The goods-producing sector also showed signs of growth. The construction industry added 30,000 jobs last month, with manufacturing firms adding 25,000. While rebuilding after Hurricane Sandy may have contributed to the construction figure, new construction jobs also may reflect recent signs of a strengthening housing recovery. The new jobs in goods-producing industries is an encouraging sign, considering that the services sector has generally led job growth throughout the recovery.
The report represents another month of middling job growth, capping off a year in which the economy continued to improve, albeit slowly.
"Essentially, 2012 was a mediocre year," says Patrick O'Keefe, director of economic research at accounting firm CohnReznick. "It was a year in which the labor conditions advanced enough to avoid backsliding, but not really enough to gain ground."
The underlying trend job growth has been holding at around 150,000 jobs per month, as Moody's Analytics economist Mark Zandi explained after Thursday's ADP private payrolls report. December's jobs report does little to buck that trend.

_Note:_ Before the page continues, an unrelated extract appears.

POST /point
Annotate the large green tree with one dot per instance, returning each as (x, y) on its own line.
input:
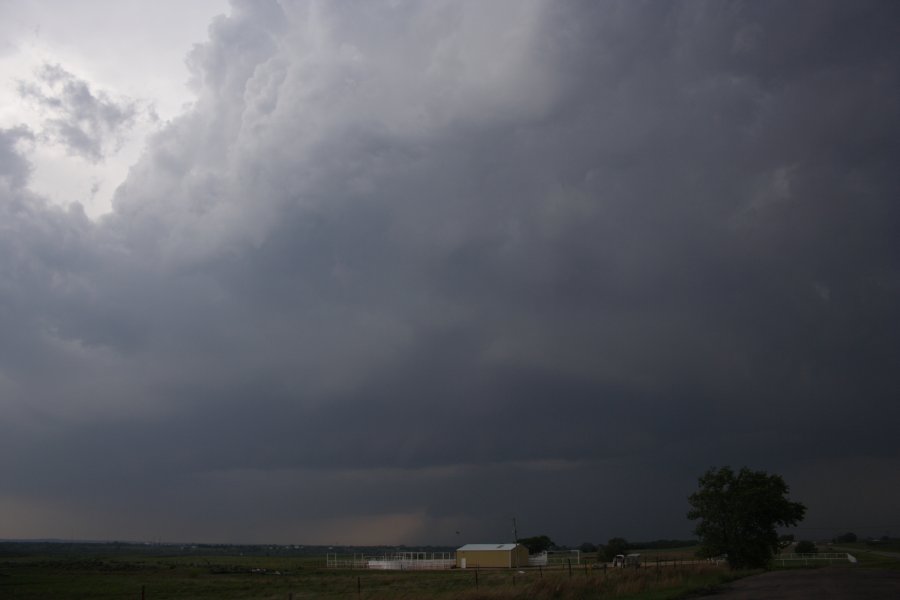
(739, 513)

Still, the new jobs came amid the headwinds of the fiscal cliff. December was marked by gridlock as politicians wrangled over planned spending cuts and tax hikes. While it seemed that uncertainty might threaten hiring, it appears that businesses instead chose to cut back in other areas, such as equipment and facilities.
"I don't think it's weighed on hiring as much as it's weighed on investment decisions," says Stuart Hoffman, chief economist at the PNC Financial Services Group. He points out that business investment ground to a halt in the third quarter, and fourth quarter figures may show a similar trend when they are released. The first fourth quarter GDP report, which includes data on business investment, will be released January 30.
Even with the fiscal cliff averted, there is plenty of uncertainty ahead: Lawmakers must still consider automatic spending cuts, which the fiscal cliff deal postponed until March, not to mention raising the debt ceiling. That murky policy outlook could be just one factor holding back job growth in 2013.
"I don't know if it will get a lot stronger. We have job growth this year at about the same pace as last year: 150,000 a month, maybe 175,000," Hoffman says.
For all the attention that the fiscal cliff has received, however, business owners are looking to consumers, not just lawmakers, to guide their investment and hiring. And if consumers are reluctant to open their pocketbooks, no amount of policy certainty can bring the job market fully back to its former health, meaning that business owners could remain leery of new investment throughout much of the coming year.
"I remain in the camp that says employers going into 2013 bring that same cautious decision-making to every aspect of their management," O'Keefe says. "They're not going to make commitments to additional workers or additional investment until there are customers who are showing them the money."